12-Jan-2022 | Source : AG-IP News | Visits : 379
NEW YORK - The International Trademark Association (INTA) announced in a press release that it has filed an amicus brief on January 7, 2022, before the Court of Justice of the European Union (CJEU) in Harman International Industries, Inc v. AB SA (CJEU Case C-175/21), concerning the exhaustion of trademark rights in parallel import cases.

The Regional Court in Warsaw, Poland, referred the case to the CJEU, seeking guidance on how orders from the EU’s national courts in main infringement actions and in temporary measures actions should be formulated in cases of parallel imports when the actions are being upheld, so that the court orders do not overly burden the defendant on the one hand and provide adequate protection to the claimant on the other, while securing a free movement of goods and adequate protection of intellectual property rights. More specifically, the referred question concerns how claimants formulate claims in court actions introduced before a national court.

In its amicus brief, INTA argues that the practice of EU member states’ national courts when ordering remedies provided under the Enforcement Directive in parallel import cases, to describe the goods to which the above remedies apply as “goods which have not been put on the market within the European Economic Area (EEA) by the right holder or with his consent,” does not violate Article 15 (1) of the EU TM Regulation or Article 36 second sentence TFEU (Treaty on the Functioning of the European Union).

Further, INTA submits that to adopt wording that does not stem from the EU legislation—as proposed by the referring court—entails the risk of escaping the CJEU’s uniform interpretation of these provisions and may also result in multiple levels of protection in EU member states.

INTA also argues that the above-mentioned wording does not contribute to a partitioning of markets per se while the referring court’s proposed solution will not contribute to the elimination of any such risk. Moreover, the proposed solution may also result in the trademark owners being de facto unable to enforce their rights.

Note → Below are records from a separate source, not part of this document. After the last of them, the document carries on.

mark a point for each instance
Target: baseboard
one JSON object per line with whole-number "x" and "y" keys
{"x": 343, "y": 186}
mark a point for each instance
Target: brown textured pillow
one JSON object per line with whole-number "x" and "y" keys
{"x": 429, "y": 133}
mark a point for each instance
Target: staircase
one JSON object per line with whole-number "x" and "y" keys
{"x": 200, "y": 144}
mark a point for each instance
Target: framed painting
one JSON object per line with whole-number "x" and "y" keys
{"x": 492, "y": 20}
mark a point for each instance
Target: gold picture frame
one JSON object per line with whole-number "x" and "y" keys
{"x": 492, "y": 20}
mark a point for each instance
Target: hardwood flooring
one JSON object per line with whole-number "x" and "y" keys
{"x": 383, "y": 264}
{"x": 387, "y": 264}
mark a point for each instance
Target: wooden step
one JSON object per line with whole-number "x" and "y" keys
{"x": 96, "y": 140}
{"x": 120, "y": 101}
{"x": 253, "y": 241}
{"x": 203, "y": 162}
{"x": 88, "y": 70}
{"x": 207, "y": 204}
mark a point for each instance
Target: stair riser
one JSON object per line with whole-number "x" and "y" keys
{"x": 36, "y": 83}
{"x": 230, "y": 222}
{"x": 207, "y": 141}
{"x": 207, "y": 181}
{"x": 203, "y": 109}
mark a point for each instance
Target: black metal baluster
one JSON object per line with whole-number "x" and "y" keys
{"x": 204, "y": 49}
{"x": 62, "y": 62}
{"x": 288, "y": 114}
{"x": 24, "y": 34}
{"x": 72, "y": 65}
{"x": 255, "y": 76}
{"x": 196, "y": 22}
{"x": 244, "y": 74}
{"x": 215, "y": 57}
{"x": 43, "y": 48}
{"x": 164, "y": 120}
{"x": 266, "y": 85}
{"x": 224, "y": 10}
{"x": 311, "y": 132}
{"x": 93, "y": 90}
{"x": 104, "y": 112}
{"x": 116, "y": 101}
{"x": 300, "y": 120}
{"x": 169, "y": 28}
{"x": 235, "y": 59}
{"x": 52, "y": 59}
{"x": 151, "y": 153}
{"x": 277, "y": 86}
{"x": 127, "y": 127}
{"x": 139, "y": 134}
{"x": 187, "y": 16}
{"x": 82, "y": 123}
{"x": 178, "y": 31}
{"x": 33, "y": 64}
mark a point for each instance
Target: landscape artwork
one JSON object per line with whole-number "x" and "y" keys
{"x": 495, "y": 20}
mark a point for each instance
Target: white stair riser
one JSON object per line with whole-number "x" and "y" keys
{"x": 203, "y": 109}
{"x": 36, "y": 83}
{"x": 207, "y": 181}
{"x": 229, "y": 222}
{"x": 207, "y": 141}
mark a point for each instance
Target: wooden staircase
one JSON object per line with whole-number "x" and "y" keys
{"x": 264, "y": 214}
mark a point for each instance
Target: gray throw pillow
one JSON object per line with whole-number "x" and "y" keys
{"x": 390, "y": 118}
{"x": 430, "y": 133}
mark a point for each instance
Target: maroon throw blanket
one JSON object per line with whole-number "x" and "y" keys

Finally, while referring to the applicable EU case law on parallel imports and, more specifically, the burden of proof in parallel import cases, INTA argues that the referring court’s proposed solution would shift the burden of proof to the trademark owner, which would contradict existing CJEU case law and would undermine the protection of trademark owner’s rights under the regional EU trademark system. As the latter provides a delicate balance of rights and liabilities in the form of remedies available to both the trademark owner and the importer, the shift in burden of proof would undermine this balance.